First stop was B&Q in Canterbury [for those of you from foreign parts B&Q is a vast store selling everything you could possibly need to build a house including bathroom and kitchen. It is also a garden centre.]
NOAOS had a time of it shuttling between my chair and the large wagon as I chose three large pkts compost, two cherry trees and a plum tree and five rose bushes. (And if that isn't a clear case of optimism I don't know what is.)

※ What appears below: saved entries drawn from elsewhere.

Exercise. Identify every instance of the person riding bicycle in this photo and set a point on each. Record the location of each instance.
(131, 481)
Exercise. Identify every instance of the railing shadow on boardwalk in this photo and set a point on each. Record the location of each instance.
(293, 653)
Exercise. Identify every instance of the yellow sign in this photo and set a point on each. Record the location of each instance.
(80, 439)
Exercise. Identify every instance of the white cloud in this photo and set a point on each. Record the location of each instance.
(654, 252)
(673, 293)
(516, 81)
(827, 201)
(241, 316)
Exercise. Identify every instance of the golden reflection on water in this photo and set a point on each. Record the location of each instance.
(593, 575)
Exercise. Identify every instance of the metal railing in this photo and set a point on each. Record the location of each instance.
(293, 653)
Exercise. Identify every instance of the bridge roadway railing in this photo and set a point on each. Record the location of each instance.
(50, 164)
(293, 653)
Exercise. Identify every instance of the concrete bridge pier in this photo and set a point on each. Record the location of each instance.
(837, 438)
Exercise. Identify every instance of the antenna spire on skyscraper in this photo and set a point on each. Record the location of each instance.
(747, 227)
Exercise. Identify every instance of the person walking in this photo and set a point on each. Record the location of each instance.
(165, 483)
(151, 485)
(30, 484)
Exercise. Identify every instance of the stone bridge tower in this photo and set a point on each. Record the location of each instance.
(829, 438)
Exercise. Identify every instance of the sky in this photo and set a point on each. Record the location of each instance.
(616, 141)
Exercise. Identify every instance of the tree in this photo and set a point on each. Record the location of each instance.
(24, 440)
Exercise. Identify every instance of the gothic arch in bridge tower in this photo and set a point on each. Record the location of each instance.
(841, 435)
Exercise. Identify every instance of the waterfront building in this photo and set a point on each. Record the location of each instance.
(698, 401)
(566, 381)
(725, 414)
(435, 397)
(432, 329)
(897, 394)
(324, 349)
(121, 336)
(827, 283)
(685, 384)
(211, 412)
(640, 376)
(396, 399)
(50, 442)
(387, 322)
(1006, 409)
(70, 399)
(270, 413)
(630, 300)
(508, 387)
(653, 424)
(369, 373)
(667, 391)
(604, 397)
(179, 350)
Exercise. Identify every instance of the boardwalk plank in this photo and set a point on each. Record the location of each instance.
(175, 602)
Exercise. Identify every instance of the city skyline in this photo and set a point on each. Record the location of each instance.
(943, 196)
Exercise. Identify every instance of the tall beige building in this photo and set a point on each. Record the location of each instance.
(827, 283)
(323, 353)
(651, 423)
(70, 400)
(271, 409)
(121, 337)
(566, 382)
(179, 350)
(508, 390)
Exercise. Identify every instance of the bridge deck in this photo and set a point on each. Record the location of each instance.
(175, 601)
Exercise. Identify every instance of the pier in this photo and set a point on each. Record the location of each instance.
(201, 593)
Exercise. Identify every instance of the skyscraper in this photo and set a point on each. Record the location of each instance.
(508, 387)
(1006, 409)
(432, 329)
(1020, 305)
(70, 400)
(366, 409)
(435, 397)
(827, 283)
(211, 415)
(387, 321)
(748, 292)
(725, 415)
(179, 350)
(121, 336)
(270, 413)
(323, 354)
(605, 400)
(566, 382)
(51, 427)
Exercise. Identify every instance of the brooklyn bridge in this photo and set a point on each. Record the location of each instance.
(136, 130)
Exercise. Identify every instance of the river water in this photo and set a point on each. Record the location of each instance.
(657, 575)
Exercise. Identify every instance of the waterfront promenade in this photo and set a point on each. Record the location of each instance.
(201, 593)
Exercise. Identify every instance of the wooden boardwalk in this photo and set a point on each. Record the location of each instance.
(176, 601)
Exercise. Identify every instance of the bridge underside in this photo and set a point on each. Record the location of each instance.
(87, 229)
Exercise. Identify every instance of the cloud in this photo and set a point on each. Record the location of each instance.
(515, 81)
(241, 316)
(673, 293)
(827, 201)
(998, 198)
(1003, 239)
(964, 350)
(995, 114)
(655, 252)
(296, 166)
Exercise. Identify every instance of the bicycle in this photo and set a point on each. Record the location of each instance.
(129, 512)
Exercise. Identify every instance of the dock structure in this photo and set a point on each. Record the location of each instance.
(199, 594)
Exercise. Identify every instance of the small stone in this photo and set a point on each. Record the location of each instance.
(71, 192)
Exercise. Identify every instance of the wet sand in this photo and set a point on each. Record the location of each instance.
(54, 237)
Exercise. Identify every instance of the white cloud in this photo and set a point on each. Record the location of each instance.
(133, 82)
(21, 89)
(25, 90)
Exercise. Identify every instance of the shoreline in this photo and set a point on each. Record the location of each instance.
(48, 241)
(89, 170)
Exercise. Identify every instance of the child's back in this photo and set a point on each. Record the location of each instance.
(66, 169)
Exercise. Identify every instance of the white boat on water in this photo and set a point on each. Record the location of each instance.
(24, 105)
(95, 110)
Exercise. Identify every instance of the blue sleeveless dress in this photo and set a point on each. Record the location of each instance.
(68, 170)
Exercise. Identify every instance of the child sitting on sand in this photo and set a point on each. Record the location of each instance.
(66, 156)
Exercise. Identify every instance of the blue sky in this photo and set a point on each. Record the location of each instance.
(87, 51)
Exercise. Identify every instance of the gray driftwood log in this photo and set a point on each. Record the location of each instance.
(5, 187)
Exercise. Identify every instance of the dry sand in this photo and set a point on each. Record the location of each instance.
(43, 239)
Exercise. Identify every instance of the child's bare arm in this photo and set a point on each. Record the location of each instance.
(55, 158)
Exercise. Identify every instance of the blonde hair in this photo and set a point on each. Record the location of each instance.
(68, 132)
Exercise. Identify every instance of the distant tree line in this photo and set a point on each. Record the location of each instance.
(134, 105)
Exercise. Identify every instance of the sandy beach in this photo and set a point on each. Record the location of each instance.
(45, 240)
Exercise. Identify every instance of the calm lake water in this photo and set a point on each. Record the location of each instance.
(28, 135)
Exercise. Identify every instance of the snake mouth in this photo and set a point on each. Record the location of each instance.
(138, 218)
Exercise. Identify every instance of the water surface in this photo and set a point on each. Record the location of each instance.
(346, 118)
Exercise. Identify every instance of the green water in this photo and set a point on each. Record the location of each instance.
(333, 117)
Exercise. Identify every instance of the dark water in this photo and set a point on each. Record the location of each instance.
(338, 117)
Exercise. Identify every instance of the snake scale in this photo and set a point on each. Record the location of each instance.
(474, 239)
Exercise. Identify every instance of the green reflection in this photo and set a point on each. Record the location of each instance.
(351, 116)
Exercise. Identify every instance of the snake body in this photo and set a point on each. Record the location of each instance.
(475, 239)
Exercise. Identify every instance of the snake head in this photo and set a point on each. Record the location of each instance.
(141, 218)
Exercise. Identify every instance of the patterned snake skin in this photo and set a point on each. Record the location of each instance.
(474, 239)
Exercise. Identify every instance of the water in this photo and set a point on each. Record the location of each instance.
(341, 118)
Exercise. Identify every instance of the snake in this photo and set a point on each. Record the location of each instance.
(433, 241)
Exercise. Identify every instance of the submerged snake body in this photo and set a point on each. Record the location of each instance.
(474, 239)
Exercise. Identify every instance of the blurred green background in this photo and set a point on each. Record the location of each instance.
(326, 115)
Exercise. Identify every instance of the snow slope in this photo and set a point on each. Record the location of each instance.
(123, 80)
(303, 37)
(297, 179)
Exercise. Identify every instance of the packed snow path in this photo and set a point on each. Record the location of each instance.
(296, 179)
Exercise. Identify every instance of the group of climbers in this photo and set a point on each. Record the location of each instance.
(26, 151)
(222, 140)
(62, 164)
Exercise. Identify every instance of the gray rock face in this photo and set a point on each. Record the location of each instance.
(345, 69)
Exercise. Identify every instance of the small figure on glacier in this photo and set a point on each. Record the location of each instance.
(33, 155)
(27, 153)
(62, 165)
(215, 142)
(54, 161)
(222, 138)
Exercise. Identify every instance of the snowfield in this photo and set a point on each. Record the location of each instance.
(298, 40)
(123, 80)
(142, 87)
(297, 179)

By the time we had arranged for delivery we were both getting hungry and we decided to listen to JP for once and his suggestion that we eat at a restaurant in Whitstable and, once again luck was with us with a parking space outside the place from which the most heavenly and well remembered smells were wafting out and around our heads so that we looked like the Bisto Kids raising our noses and sniffing like bloodhounds on the scent of a good gravy. The dining room was packed but we found two seats and ordered, mouths salivating..
FISH&CHIPS
Now I am a bit of a connoisseur of fish and chips having owned and run one for a short while [it was too successful and we sold it sharpish] and it is many years since I have had anything that tasted half as good...either the fish had been frozen or the batter too thick or soggy and chips too greasy. Our plates, when they arrived overflowed with dry crisp chips and a large piece of fish in crispy bubbles of batter. It was, like the best meal ever...accompanied by bread and butter [a must] sweet gherkin and a mug of tea we were silent as we chomped our way through our pesci. delights, stopping only for the occasional thumbs up or gulp of oxygen.
At one time fish and chips was a poor man's dish, as cheap as the newspaper it came wrapped in. Not any more. Ours did cost the equivalent of a steak but hey, 'twas worth every penny.